Docetaxel-based chemotherapy as second-line regimen for advanced thymic carcinoma

Zhengbo Song 1,2, Xinmin Yu 1,2, Chunxiao He 1,2, Beibei Zhang 1,2, Yiping Zhang 1,2,
PMCID: PMC4704314  PMID: 26766995

Abstract

Thymic carcinoma is an uncommon neoplasm. The efficacy of second-line treatment with docetaxel in advanced thymic carcinoma has not been well studied. Therefore, we conducted a review of the efficacy of docetaxel-based chemotherapy as a second-line regimen for advanced thymic carcinoma. Fifteen patients with advanced thymic carcinoma who received second-line chemotherapy with docetaxel singlet or docetaxel/platinum combination chemotherapy regimens were retrospectively reviewed.

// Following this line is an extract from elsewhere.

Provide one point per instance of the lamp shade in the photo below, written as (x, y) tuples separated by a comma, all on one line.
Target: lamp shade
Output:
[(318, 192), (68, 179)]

There were 11 males and four females, with a median age of 53 years. Squamous cell carcinoma was most common (n = 10), followed by undifferentiated carcinoma (n = 4), and small cell carcinoma (n = 1). Eight patients received docetaxel/platinum combination chemotherapy and seven docetaxel mono-therapy. Four patients showed partial responses, representing a response rate of 26.7%. The median progression-free survival and overall survival in the 15 patients were 4.0 (2.8–5.2) and 22.0 (14.6–29.4) months, respectively. There was no difference in progression-free survival between the docetaxel singlet or docetaxel/platinum combination chemotherapy (3.5 months vs. 4.0 months, P = 0.889). A docetaxel-based regimen could be a potential therapeutic option as a second-line chemotherapy for advanced thymic carcinoma.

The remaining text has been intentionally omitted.